The sequester is still impacting university research budgets, and administrators continue to lobby hard for the reinstatement of funding.

This week university presidents meeting in the nation’s capital denounced the sequester, as they have since before it took effect in March, and urged Congress to roll it back so that federally sponsored research can resume at a normal pace.

“The sequester is having a devastating impact,” said Elson S. Floyd, president of Washington State University.
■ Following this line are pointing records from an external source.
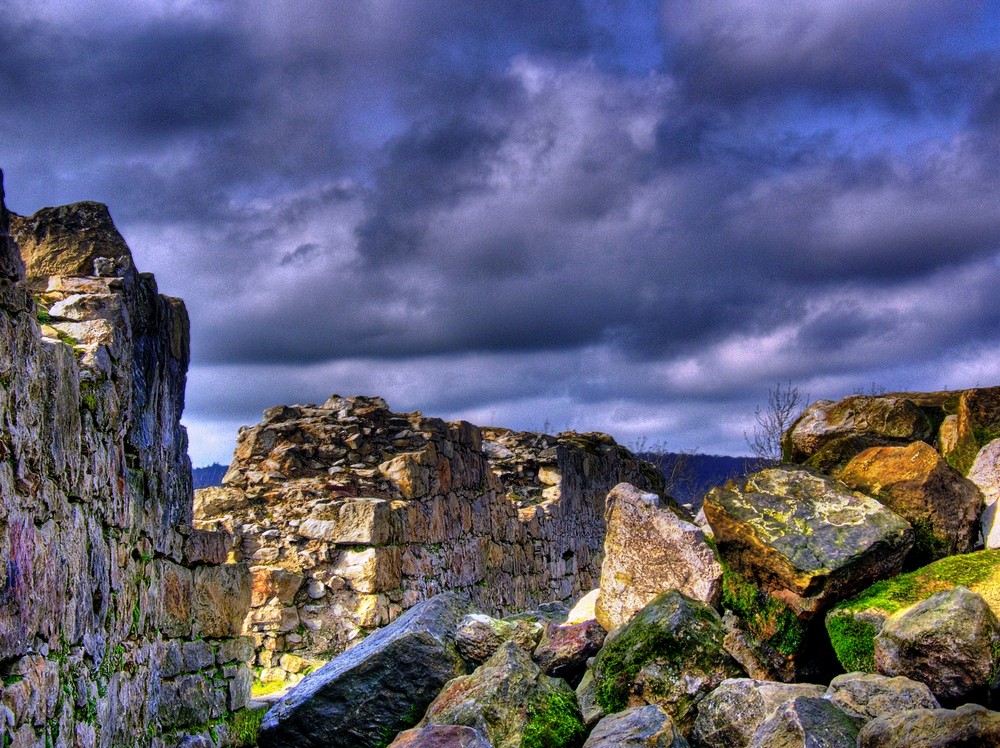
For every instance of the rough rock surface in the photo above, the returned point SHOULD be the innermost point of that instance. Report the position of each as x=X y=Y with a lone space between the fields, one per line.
x=440 y=736
x=917 y=484
x=868 y=696
x=853 y=624
x=969 y=726
x=882 y=416
x=648 y=549
x=949 y=641
x=511 y=702
x=564 y=650
x=805 y=538
x=479 y=636
x=109 y=629
x=374 y=690
x=731 y=715
x=806 y=722
x=639 y=727
x=670 y=653
x=371 y=511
He was joined by others Monday at a news conference to release the results of a survey sponsored by the Association of Public and Land-grant Universities, the Association of American Universities and the Science Coalition.
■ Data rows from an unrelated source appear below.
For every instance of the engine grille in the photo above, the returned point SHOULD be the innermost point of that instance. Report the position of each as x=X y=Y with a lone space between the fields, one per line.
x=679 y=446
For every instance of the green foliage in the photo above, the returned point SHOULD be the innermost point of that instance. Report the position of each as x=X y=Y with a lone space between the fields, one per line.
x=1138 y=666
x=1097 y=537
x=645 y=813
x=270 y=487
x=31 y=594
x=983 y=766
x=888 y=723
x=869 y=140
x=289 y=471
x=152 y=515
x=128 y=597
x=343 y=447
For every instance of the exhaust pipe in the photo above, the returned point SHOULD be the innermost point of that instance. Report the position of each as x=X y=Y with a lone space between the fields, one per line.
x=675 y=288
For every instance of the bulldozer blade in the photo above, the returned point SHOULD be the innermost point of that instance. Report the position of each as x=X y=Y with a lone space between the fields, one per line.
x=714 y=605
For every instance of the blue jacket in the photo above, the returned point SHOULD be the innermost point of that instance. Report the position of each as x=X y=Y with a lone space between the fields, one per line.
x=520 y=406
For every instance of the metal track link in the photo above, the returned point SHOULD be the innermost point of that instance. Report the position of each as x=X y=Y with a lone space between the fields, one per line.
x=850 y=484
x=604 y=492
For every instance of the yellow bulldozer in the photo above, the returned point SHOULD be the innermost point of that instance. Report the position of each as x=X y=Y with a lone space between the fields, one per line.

In October, the groups asked 171 leaders of research universities about the effects of the sequester, and got 74 responses.

Seven out of 10 who responded said they had encountered delays in research projects since the sequester took effect, and the same share said their schools were obtaining fewer new research grants.

The toll goes on: 30 percent reported reductions in undergraduate student research; 35 percent, reductions in new federal training grants; 23 percent, reductions in admission of graduate students; 35 percent, cancellation of research projects.

In March, The Washington Post reported that about $30 billion a year flows from the federal government to universities for research and development. The sequester is likely to shrink that funding by more than $1 billion. But the full effect of the sequester on federal research funding is still unknown, university advocates say.